If the requested cache line is not found in the node 1 or node 2 cache 120, 125, a cache miss has occurred. In the event of a cache miss, the node 1 or node 2 cache at which the cache miss occurred issues a coherency probe to the associated node 1 or node 2 cache controller 122, 127, which in turn accesses the coherence directory 112 to determine whether any of the other caches or memory modules of the processing system 100 store the cache line and, if so, the corresponding coherence information. The coherence directory 112 generates a response to the cache probe indicating the memory module (cache or main memory) that stores the most up-to-date copy of the data targeted by the memory access request. Responsive to the cache probe response, the node 1 or node 2 cache controller 122, 127 provides a memory access request to the cache or main memory identified by the response to the cache probe. Thus, as described above, the memory access request traverses the memory hierarchy until the requested data is found. The requested data is then transferred to the cache corresponding to the processor core from which the memory access request originated, and the memory access request is satisfied at the cache. This transfer of data to the cache is referred to herein as “filling” a cache miss.
The node 1 penalty monitor 124 and the node 2 penalty monitor 129 assess the penalty incurred in filling cache misses at the node 1 cache 120 and node 2 cache 125, respectively. In some embodiments, the penalty monitors 124, 129 determine whether a cache miss is filled from a local memory or a remote memory. In some embodiments, the penalty monitors 124, 129 determine an expected cost of filling a cache miss for data transferred to the respective caches 120, 125 (“the destination cache”) based on design parameters such as statistical latency, bandwidth, and energy per cache line load for accesses at the memory location from which the data was transferred. In some embodiments, the penalty monitors 124, 129 determine an expected cost of filling a cache miss for data transferred to the respective caches 120, 125 dynamically, using run-time information such as current latency, bandwidth, and energy per cache line load for accesses at the memory location from which the data was transferred to the destination cache.
For example, if data 115 is transferred from the node 1 main memory 150 to the node 1 cache 120, the node 1 penalty monitor 124 assesses a low penalty for a future cache miss at the node 1 cache 120 for data 115, because the node 1 main memory 150 is local to the node 1 cache 120, and the data 115 traverses a relatively short signal path from the node 1 main memory 150 to the node 1 cache 120, thereby resulting in lower latency and energy use than would a cache miss from a remote memory. Conversely, if data 117 is transferred from the node 2 main memory 155 to the node 1 cache 120, the node 1 penalty monitor 124 assesses a high penalty for a future cache miss at the node 1 cache 120 for data 117, because the node 2 main memory 155 is remote from the node 1 cache 120, and the data 117 traverses a relatively long signal path from the node 2 main memory 155 to the node 1 cache 120, thereby resulting in higher latency and energy use than would a cache miss from a local memory.

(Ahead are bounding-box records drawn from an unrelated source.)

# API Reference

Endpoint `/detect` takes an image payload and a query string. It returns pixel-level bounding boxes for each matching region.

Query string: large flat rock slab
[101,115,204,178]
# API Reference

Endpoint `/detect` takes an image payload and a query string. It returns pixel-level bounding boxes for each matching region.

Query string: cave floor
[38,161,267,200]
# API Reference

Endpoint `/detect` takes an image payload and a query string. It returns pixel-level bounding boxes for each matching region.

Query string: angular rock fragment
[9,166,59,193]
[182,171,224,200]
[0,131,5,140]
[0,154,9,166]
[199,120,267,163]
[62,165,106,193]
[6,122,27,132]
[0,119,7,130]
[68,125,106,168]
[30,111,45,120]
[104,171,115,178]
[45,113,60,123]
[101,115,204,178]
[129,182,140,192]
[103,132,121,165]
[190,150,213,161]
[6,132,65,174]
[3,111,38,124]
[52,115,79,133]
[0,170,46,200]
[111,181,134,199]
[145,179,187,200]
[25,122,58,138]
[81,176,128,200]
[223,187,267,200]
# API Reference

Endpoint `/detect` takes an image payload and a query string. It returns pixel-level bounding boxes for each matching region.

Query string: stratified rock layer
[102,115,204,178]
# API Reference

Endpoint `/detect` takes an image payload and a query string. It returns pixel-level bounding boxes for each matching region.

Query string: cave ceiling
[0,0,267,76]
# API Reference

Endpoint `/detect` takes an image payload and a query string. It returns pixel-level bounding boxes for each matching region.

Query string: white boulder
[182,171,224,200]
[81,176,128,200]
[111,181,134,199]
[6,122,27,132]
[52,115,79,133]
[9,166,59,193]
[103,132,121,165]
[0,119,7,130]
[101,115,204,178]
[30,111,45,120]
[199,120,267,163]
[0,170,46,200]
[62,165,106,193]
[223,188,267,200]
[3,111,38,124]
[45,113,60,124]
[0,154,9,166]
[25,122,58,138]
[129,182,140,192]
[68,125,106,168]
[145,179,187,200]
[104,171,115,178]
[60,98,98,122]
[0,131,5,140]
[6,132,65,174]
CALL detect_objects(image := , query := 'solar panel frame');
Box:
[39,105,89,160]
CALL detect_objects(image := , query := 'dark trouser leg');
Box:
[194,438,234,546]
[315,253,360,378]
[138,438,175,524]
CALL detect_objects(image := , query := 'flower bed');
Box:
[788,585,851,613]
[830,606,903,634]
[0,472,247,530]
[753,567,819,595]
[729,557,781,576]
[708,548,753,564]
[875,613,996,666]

The node 1 and node 2 penalty monitors 124, 129 provide a penalty assessment to the respective associated cache controllers 122, 127 for each cache line transferred to the respective associated caches 120, 125. The cache controllers 122, 127, in turn, assign a priority to each cache line transferred to the respective caches 120, 125 corresponding to the penalty assessment provided by the penalty monitors 124, 129. For example, if the penalty assessment for a cache line is high, such as with data 117, because the penalty associated with accessing the cache line at the memory location from which it was transferred to the destination cache is high, the cache controller 122 or 127 assigns a high priority to the cache line. Conversely, if the penalty assessment for a cache line is low, such as with data 115, because the penalty associated with accessing the cache line at the memory location from which it was transferred to the destination cache is low, the cache controller 122 or 127 assigns a low priority to the cache line. As described further herein, the lower priority cache lines are more likely to be replaced from the caches 120, 125. Accordingly, over time, the caches 120, 125 are more likely to retrieve cache lines having lower penalties, thereby conserving processor resources and improving memory access efficiency.
In some embodiments, the cache controllers 122, 127 assign a priority to each cache line based in part on a value or values provided by a programmer, a compiler, a profiler or an operating system (OS). For example, the OS, dynamic compilers, or profilers can monitor the access patterns, and dynamically assign or change a priority value associated with a cache line based on the cost of remote-memory accesses or the anticipated reuse of data accessed from remote memory. In some embodiments, software data layout management is aware of remote data with temporal locality and is able to assign higher priority to such data. Software may communicate these priority values (and their changes) to the cache management hardware via modifying priority fields associated with OS page table entries or by programming special-purpose registers indicating priorities for memory address ranges. Alternatively, different load and store instructions may be used to convey priority levels associated with the cache lines accessed by them.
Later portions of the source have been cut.